Didusenko, 26, who was crowned Miss Ukraine in 2018 but was later disqualified after pageant organizers learned she was a divorced mom, shared her heartbreak with Extra over the conflict.
She was able to flee the country following the invasion with her 7-year-old son, telling Extra host Billy Bush of the "dangerous" ordeal, "The Russian military forces started to bomb in Kyiv at 5 in in the morning ... We packed very fast and we took our car. We just left. We were driving for like 18 hours… the military cars on the one side and the passengers on the other side. So it will end with Russian helicopters flying over our heads. It was really scary."
Didusenko is currently in L.A. Her son is in Switzerland with his friends, and Didusenko plans to reunite with him this week.
She also called for President Biden to continue to provide aid for Ukraine, calling for "weapons, supplies." "We need more sanctions against Russia," Didusenko said.
“We want peaceful citizens to be able to leave the war zone. So that is [the] number one priority right now to save people's lives in Ukraine," she said. "The whole Ukraine is united right now ... We believe that we can resist and we can fight back. We will fight and win in this war. And we are staying for our freedom. And for our land."
Didusenko is joined by others who are calling for aid to Ukraine. Maksim Chmerkovskiy, a professional dancer on Dancing With the Stars who grew up in Ukraine, documented his experience in Kyiv just as the invasion began. Though he has since returned to America, he plans to return to Europe to "join the efforts on the ground."
Sean Penn, who is making a documentary about the ongoing conflict, recently spoke to Anderson Cooper and called for America to do more for Ukraine, for the sake of not just the people of the country, but democracy around the globe.

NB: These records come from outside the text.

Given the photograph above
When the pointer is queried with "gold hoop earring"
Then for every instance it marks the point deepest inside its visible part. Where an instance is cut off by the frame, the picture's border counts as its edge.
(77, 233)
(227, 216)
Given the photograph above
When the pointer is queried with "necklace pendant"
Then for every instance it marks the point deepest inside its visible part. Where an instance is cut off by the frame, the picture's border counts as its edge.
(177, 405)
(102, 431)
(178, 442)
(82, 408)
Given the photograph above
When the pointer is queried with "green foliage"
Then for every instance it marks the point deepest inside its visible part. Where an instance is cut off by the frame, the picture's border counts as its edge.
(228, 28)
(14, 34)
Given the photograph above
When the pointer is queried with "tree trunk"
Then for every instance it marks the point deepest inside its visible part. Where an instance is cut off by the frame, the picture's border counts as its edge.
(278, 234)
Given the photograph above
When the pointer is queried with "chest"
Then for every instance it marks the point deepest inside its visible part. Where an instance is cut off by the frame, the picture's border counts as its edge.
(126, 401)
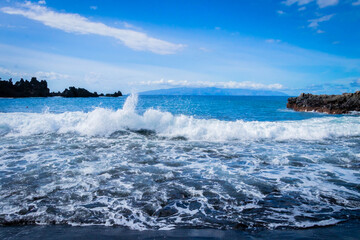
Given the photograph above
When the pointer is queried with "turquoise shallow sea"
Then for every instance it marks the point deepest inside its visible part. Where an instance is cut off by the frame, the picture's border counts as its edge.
(243, 164)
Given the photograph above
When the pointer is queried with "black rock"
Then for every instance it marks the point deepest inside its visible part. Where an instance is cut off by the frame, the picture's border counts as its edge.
(332, 104)
(116, 94)
(22, 88)
(78, 92)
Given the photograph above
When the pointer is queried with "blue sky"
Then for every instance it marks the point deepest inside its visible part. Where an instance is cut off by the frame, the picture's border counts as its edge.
(291, 46)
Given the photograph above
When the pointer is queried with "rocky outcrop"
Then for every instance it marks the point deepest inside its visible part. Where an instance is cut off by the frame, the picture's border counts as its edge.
(332, 104)
(78, 92)
(116, 94)
(34, 88)
(22, 88)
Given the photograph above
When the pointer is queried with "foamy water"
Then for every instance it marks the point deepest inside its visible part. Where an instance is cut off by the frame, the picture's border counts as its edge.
(160, 170)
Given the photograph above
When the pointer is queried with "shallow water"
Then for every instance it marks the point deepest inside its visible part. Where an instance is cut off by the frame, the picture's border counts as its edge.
(176, 162)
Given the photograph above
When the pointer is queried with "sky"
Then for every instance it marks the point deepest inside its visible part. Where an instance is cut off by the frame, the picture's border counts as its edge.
(291, 46)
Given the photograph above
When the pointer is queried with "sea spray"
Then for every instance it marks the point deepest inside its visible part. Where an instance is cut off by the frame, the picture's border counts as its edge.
(104, 122)
(141, 168)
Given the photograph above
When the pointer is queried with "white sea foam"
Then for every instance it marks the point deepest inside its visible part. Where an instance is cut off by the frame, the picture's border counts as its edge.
(103, 122)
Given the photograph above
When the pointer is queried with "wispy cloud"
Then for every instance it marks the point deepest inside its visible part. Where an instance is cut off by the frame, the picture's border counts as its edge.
(356, 3)
(320, 3)
(298, 2)
(314, 23)
(273, 40)
(74, 23)
(327, 3)
(229, 84)
(38, 74)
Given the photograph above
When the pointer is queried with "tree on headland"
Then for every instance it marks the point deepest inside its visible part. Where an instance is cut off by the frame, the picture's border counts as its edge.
(35, 88)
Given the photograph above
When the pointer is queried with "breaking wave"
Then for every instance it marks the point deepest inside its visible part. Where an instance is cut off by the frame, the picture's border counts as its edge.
(103, 122)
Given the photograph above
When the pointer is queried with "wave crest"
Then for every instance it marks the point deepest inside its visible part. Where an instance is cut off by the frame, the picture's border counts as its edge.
(104, 122)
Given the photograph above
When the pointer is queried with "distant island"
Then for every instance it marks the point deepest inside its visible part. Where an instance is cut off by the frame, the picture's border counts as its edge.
(212, 91)
(332, 104)
(35, 88)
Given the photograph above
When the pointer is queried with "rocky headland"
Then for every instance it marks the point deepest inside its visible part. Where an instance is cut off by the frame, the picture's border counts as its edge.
(35, 88)
(332, 104)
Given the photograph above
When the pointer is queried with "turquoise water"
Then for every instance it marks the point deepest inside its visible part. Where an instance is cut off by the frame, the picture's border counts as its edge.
(168, 162)
(228, 108)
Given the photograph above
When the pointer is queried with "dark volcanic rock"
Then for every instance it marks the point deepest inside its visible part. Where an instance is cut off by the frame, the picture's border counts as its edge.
(78, 92)
(333, 104)
(116, 94)
(22, 88)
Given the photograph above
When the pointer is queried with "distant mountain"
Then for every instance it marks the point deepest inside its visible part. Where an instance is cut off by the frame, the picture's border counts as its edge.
(212, 91)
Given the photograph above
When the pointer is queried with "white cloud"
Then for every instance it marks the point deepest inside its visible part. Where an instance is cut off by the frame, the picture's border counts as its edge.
(320, 3)
(74, 23)
(38, 74)
(229, 84)
(299, 2)
(327, 3)
(273, 40)
(314, 23)
(51, 75)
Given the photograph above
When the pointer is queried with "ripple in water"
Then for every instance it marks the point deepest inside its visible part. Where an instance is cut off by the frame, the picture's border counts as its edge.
(146, 172)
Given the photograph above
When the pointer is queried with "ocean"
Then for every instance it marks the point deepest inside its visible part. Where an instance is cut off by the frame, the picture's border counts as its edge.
(236, 163)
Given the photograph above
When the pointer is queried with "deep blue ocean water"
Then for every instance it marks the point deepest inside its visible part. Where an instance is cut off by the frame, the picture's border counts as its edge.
(174, 162)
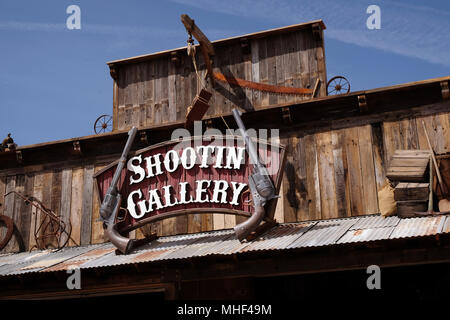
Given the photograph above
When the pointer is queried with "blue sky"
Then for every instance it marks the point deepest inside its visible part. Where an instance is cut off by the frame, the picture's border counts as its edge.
(54, 82)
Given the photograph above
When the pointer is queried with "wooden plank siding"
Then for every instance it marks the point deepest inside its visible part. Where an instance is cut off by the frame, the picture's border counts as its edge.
(328, 174)
(165, 89)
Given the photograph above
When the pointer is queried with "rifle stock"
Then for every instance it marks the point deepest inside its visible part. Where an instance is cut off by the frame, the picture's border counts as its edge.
(260, 184)
(111, 203)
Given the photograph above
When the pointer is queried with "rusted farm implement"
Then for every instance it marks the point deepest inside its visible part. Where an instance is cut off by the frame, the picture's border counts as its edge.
(47, 225)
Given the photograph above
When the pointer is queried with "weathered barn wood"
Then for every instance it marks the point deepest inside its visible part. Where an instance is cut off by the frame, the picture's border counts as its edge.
(156, 89)
(337, 157)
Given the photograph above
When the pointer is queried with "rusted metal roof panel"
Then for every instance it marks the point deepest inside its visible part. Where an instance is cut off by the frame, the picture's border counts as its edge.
(224, 242)
(161, 246)
(279, 238)
(375, 221)
(203, 245)
(324, 233)
(418, 227)
(364, 235)
(40, 260)
(446, 227)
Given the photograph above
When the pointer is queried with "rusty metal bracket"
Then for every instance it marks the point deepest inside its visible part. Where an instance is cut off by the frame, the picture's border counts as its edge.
(362, 103)
(19, 157)
(286, 114)
(445, 90)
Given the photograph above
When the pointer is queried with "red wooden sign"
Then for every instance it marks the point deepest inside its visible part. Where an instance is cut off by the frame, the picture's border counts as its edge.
(195, 175)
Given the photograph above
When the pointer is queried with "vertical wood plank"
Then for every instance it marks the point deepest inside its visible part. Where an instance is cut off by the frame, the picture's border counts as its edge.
(86, 218)
(97, 234)
(12, 203)
(9, 209)
(2, 202)
(369, 186)
(354, 171)
(47, 201)
(263, 71)
(25, 222)
(271, 67)
(326, 175)
(36, 214)
(313, 186)
(56, 198)
(340, 165)
(172, 93)
(279, 66)
(66, 197)
(378, 155)
(256, 95)
(135, 115)
(121, 118)
(76, 206)
(291, 182)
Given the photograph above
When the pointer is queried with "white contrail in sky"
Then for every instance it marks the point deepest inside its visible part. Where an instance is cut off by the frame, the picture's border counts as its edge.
(408, 30)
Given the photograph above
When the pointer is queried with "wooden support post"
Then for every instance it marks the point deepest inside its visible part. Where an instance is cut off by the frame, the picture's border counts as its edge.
(245, 46)
(77, 147)
(19, 157)
(362, 103)
(316, 86)
(444, 89)
(143, 137)
(175, 58)
(205, 45)
(286, 114)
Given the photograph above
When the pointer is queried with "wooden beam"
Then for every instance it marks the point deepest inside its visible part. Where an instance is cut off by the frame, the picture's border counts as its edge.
(205, 45)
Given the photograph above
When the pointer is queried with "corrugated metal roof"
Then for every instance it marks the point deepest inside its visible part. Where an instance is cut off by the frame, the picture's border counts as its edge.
(224, 242)
(324, 233)
(376, 221)
(418, 227)
(364, 235)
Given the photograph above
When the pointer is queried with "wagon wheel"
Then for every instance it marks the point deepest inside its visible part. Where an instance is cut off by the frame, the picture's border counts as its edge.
(338, 85)
(103, 124)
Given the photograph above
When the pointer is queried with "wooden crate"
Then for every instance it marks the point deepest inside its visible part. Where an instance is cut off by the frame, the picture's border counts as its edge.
(409, 166)
(406, 191)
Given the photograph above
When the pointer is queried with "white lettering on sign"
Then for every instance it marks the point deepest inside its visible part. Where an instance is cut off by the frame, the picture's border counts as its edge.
(138, 207)
(202, 191)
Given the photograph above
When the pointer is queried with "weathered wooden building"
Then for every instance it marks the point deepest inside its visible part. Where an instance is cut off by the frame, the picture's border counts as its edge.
(338, 147)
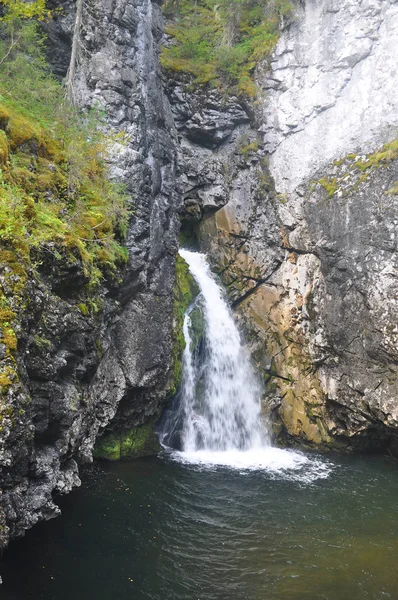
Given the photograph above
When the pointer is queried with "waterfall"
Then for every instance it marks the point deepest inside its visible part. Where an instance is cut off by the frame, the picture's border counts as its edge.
(215, 419)
(221, 396)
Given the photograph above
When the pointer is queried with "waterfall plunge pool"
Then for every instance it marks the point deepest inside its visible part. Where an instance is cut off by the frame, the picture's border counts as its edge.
(158, 529)
(225, 517)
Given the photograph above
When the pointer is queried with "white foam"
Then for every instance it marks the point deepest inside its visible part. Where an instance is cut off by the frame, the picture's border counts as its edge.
(278, 463)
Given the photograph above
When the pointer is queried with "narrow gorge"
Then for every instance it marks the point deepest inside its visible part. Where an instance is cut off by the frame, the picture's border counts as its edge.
(266, 142)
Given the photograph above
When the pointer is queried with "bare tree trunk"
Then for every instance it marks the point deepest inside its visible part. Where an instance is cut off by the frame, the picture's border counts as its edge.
(70, 77)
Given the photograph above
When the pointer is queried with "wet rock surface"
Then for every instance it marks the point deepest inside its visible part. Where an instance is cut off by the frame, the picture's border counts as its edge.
(85, 364)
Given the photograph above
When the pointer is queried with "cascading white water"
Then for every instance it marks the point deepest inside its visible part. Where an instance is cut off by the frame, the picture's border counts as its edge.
(219, 417)
(226, 415)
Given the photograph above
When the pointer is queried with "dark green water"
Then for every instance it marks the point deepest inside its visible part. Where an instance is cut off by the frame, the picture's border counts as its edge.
(156, 529)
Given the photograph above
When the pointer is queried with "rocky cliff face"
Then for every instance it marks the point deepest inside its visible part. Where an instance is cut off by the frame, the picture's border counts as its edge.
(307, 246)
(85, 366)
(294, 199)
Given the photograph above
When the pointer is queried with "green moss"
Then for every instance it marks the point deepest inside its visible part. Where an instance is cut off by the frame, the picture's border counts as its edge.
(353, 172)
(185, 290)
(133, 443)
(41, 342)
(393, 190)
(220, 42)
(330, 185)
(83, 308)
(4, 149)
(197, 325)
(248, 148)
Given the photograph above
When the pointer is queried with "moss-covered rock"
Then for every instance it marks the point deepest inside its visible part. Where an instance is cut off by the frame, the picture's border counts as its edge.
(3, 149)
(185, 291)
(133, 443)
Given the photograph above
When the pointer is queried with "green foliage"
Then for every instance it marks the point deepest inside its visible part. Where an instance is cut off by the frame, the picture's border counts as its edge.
(56, 200)
(55, 193)
(185, 290)
(220, 42)
(20, 9)
(352, 170)
(133, 443)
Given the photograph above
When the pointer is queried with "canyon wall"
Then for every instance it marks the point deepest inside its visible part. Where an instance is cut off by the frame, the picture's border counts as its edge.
(293, 196)
(307, 240)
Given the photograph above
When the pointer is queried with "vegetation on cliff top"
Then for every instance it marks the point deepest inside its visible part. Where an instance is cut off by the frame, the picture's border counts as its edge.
(57, 202)
(353, 170)
(220, 42)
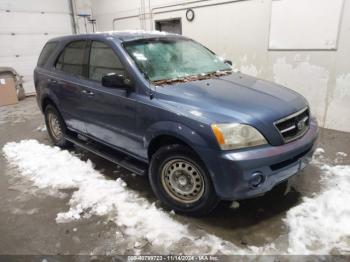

"[Ukrainians] are fighting for their lives, and will continue to fight for their lives, and I feel that we as Americans are plummeting off a cliff — the top of which is our flag which represents all of our dreams and the best of our dreams,” he explained. "We're plummeting where it will go out of our sight. I don't know the answers. I don't know if 'no fly zones' will create a nuclear war. I do know that we have to invest everything that we have to support the Ukrainian people, and support President Zelensky, or we will not have a memory of what America used to be."